Exposição mapeia trajetória artística de Flávio Gadelha
Retrospectiva reúne trabalhos iniciais do artista e quadros recentes, tendo meio ambiente como tema 

A obra mais antiga da exposição é de 1974. Naquele ano, Flávio Gadelha era estudante da Escola de Belas Artes do Recife. Com a ajuda de um modelo-vivo, o quadro - em tinta óleo sobre cartão - foi construído: uma mulher segurando rosas. A tela faz parte da mostra Retrospectiva, que será aberta hoje, às 20h, na Rodrigues Galeria de Artes, na Encruzilhada, no Recife. Como o nome sugere, a exposição oferece um panorama dos 42 anos da produção desse artista plástico pernambucano.

São de 1979 a série de litografias e gravuras de grafite sobre papel que mostram sua vontade de experimentar. Em 1981, dois retratos: Adolescente e Anjo, pinturas em óleo sobre tela de cores terrosas que têm um ar angelical de sublimação. Quatro anos depois, o artista foi para Barcelona, na Espanha. A experiência de viver em outro país, conviver com outros artistas, visitar galerias, como era de se esperar, marcou a arte de Flávio. “Fui lá apenas para aprender e acabeifazendo mais de dez exposições individuais”, relembra o artista.

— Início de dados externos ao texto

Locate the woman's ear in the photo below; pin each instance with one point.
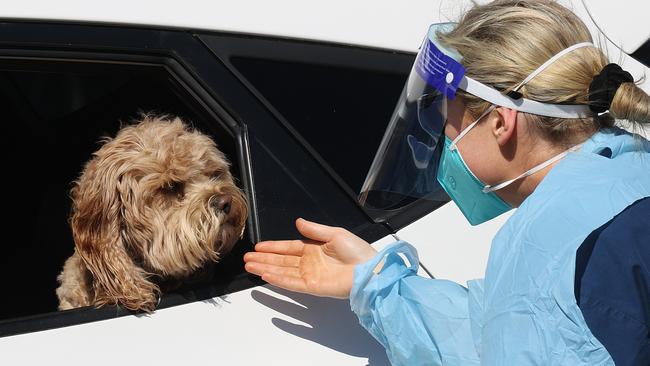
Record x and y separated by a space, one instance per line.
504 125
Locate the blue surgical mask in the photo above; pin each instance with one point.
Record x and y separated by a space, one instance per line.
475 199
466 190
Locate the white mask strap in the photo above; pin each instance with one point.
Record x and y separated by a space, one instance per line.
488 188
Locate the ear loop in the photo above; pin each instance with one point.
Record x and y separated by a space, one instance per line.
464 132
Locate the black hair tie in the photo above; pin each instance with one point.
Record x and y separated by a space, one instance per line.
604 86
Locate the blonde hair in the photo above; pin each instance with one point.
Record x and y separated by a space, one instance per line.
504 41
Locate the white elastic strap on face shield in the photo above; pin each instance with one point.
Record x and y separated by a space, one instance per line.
488 188
452 146
526 105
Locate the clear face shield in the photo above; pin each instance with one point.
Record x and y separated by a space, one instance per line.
406 164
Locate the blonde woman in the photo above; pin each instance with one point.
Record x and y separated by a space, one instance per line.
513 106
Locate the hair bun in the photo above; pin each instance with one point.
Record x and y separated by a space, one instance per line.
604 86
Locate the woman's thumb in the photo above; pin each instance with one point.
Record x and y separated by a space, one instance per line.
315 231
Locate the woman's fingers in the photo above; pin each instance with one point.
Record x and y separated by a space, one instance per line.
286 282
262 268
315 231
271 258
287 247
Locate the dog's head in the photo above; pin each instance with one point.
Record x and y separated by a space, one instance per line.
158 199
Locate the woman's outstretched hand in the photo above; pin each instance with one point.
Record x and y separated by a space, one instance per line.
323 265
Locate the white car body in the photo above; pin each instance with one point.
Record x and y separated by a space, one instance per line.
263 325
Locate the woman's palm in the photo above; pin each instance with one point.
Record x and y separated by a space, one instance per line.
322 266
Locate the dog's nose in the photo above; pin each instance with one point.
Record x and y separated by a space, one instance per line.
222 203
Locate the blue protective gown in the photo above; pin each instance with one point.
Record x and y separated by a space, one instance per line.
524 312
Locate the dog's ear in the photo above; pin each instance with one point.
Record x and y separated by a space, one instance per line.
96 222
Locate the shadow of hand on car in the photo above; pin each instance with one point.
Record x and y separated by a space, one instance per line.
331 323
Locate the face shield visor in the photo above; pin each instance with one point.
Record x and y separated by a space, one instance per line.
405 166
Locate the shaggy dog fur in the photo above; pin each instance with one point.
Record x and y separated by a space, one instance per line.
153 206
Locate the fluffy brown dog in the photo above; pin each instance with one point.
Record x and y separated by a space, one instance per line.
155 204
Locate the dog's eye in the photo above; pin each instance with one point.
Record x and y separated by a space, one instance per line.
175 188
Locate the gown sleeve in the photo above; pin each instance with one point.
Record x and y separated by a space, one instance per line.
420 321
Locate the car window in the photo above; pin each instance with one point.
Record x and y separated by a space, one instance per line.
341 112
336 100
55 114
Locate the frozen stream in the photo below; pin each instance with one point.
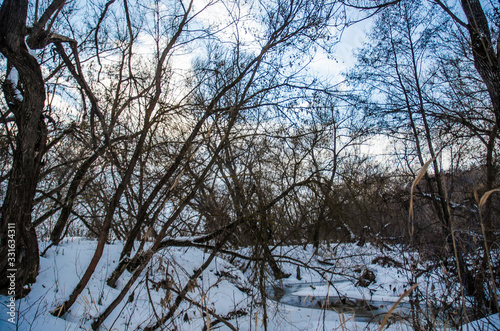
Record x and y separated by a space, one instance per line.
363 310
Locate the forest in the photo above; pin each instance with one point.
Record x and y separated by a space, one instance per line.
184 164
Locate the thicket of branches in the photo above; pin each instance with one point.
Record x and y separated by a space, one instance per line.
152 122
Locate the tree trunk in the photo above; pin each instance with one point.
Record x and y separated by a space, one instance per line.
25 98
486 59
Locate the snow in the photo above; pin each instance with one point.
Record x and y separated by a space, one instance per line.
223 288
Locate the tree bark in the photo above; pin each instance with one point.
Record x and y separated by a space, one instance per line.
25 98
486 58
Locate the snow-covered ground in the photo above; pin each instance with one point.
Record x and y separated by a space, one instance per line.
222 290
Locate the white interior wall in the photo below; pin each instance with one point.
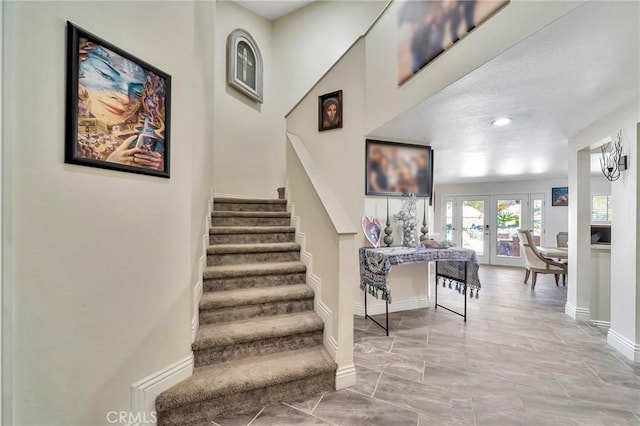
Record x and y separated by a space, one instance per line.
385 100
101 259
310 40
3 320
297 50
625 283
247 133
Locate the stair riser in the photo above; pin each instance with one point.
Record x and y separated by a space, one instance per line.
276 237
250 221
241 258
217 355
296 390
249 207
237 313
223 284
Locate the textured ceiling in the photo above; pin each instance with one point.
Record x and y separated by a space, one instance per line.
552 85
273 10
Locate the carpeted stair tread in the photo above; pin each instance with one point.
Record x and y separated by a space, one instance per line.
249 201
245 375
250 229
253 269
250 214
224 334
252 248
253 296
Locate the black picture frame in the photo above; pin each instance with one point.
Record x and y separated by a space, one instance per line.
118 108
330 109
427 29
560 196
393 169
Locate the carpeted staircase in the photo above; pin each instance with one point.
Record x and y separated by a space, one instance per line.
259 340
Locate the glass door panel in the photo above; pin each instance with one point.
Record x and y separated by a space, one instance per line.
448 220
537 218
473 226
509 216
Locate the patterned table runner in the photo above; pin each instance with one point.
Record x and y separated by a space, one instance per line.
376 263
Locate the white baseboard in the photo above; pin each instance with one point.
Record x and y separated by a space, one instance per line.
577 313
197 288
235 196
313 281
331 345
345 377
376 306
626 347
600 324
145 391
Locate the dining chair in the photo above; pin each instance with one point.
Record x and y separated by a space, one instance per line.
562 241
535 263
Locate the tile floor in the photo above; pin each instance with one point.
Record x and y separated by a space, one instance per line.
519 360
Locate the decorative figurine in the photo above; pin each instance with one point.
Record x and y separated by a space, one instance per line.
407 215
425 228
388 239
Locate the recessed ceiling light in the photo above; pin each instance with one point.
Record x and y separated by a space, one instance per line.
501 121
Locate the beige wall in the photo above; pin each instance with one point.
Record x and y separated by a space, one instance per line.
248 134
102 260
340 153
385 100
310 40
625 280
297 50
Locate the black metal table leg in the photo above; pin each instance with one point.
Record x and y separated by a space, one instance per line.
366 314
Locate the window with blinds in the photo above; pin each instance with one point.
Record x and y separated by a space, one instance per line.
601 208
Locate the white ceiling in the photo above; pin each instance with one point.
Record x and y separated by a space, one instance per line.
271 9
552 85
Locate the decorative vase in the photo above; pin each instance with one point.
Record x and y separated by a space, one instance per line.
407 215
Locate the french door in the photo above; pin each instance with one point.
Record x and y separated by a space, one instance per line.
467 225
510 213
489 224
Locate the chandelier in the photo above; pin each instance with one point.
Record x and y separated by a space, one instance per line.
612 162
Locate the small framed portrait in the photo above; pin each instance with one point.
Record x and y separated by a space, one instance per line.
244 64
330 111
118 108
560 196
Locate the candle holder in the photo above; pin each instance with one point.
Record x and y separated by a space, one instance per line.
425 227
388 238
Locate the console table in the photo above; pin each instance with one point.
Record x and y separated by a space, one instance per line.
452 264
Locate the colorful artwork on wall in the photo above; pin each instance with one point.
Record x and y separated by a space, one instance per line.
118 108
427 28
398 168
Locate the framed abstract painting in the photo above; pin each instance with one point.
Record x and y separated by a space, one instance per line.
398 168
118 108
560 196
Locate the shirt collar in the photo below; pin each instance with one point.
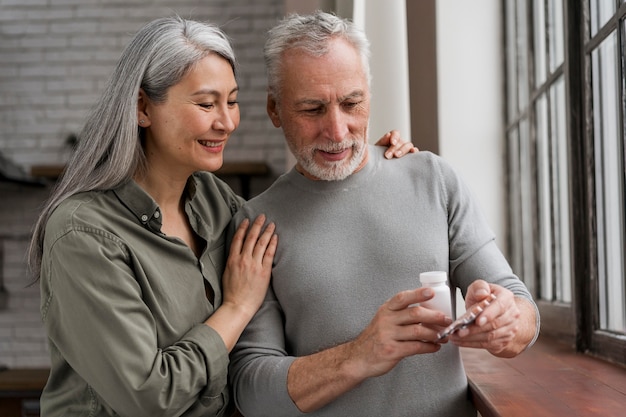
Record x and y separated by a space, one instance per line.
143 206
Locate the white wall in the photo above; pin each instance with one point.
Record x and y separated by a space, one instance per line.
471 107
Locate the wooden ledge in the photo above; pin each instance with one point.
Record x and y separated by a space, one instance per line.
549 379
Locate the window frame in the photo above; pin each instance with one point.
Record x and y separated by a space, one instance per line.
575 322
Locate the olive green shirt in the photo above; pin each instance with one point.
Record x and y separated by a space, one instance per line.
124 305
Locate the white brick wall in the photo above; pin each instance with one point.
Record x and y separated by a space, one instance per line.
55 56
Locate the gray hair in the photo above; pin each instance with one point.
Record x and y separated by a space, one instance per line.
311 33
109 150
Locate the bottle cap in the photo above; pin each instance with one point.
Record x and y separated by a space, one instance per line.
433 277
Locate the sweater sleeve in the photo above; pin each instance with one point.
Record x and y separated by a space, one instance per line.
474 253
97 320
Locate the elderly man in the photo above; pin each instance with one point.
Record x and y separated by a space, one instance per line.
339 333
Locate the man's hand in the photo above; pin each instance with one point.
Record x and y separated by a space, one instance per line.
396 146
395 332
504 328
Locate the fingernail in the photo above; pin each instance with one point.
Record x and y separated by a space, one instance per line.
482 292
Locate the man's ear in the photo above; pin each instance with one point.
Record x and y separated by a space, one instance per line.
142 109
272 111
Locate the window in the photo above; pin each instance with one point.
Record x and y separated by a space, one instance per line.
565 151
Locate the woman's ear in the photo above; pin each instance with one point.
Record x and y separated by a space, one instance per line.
272 111
142 109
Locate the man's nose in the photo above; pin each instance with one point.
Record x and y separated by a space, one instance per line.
336 125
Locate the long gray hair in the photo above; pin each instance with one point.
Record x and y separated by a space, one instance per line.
109 150
311 33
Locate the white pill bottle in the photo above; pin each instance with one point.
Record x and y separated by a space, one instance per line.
438 282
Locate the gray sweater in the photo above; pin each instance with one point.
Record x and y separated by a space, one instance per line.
344 248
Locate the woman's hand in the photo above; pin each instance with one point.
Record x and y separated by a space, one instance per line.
246 278
396 147
249 264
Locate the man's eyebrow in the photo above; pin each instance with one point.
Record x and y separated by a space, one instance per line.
313 102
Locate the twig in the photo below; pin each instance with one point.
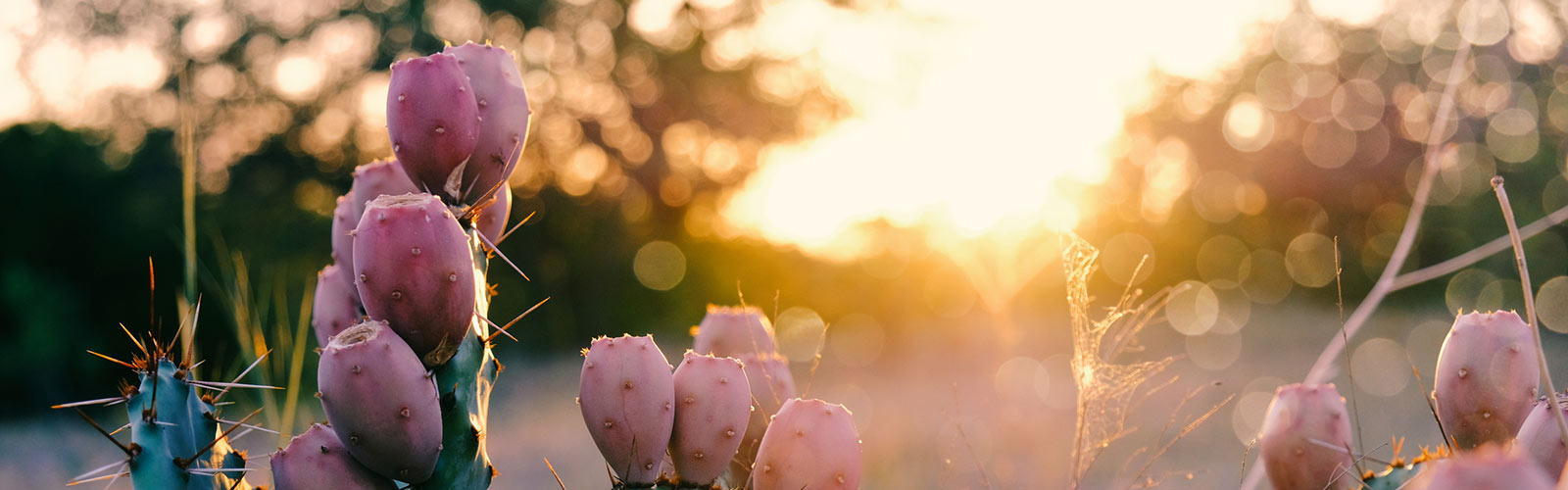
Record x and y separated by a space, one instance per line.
1529 302
1407 240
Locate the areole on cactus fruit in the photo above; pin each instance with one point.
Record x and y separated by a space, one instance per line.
336 304
712 409
504 118
627 401
809 445
1487 379
318 461
416 272
1301 421
433 122
381 403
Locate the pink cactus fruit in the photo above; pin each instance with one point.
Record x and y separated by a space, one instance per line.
336 304
1541 438
1486 468
1487 377
504 117
415 270
380 401
627 401
809 445
344 221
491 221
318 461
712 409
1306 440
380 177
734 331
433 122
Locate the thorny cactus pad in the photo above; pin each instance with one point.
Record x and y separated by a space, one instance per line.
380 401
336 305
433 122
1541 438
318 461
504 118
1306 440
712 409
1486 379
734 331
627 401
1487 468
809 445
416 272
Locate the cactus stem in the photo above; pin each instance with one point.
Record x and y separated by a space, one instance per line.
1529 299
122 448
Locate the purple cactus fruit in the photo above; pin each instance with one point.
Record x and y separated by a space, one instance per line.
809 445
1487 377
344 220
491 221
380 177
415 270
336 305
627 401
1487 468
318 461
504 117
734 331
433 122
1541 438
1306 440
380 401
712 409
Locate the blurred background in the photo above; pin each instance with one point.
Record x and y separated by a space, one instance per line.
893 181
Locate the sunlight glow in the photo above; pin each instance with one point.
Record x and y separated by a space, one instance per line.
968 120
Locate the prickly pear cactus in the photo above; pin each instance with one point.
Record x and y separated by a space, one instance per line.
1306 440
318 461
179 440
416 236
1486 379
809 445
712 409
627 401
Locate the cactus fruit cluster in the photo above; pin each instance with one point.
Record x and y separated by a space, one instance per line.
177 434
702 414
407 367
1487 406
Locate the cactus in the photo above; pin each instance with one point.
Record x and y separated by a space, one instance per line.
712 411
378 177
1486 379
1541 438
809 445
318 461
734 331
415 269
1306 440
627 401
433 122
380 401
491 221
1486 468
177 437
504 118
336 305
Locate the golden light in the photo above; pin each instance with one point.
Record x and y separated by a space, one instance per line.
971 122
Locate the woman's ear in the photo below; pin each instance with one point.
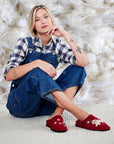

Nos últimos anos, Flávio Gadelha tem se preocupado com o meio ambiente e as interferências do homem na paisagem. “Estamos causando modificações muito sérias que dizem respeito à sobrevivência no planeta”. Para se refugiar da cidade grande e conturbada, o artista escolheu montar um ateliê em Gravatá. “Tenho essa oficina há quase 15 anos, mas ninguém sabia. No ano passado, fiz uma exposição e o local está no roteiro de turismo. Gosto de receber visitantes, alunos, outros artistas. É uma forma de discutir e me renovar”. Os ares do Agreste também viraram telas, como Cerrado de Gravatá e Pé da Serra das Russas. Nestes quadros, uma influência impressionista se revela nas pinceladas, nos contornos disformes, nas cores - verde, azul, amarelo.

Texto: Pollyanna Diniz
Fonte: Diário de Pernambuco, 4 de novembro de 2008.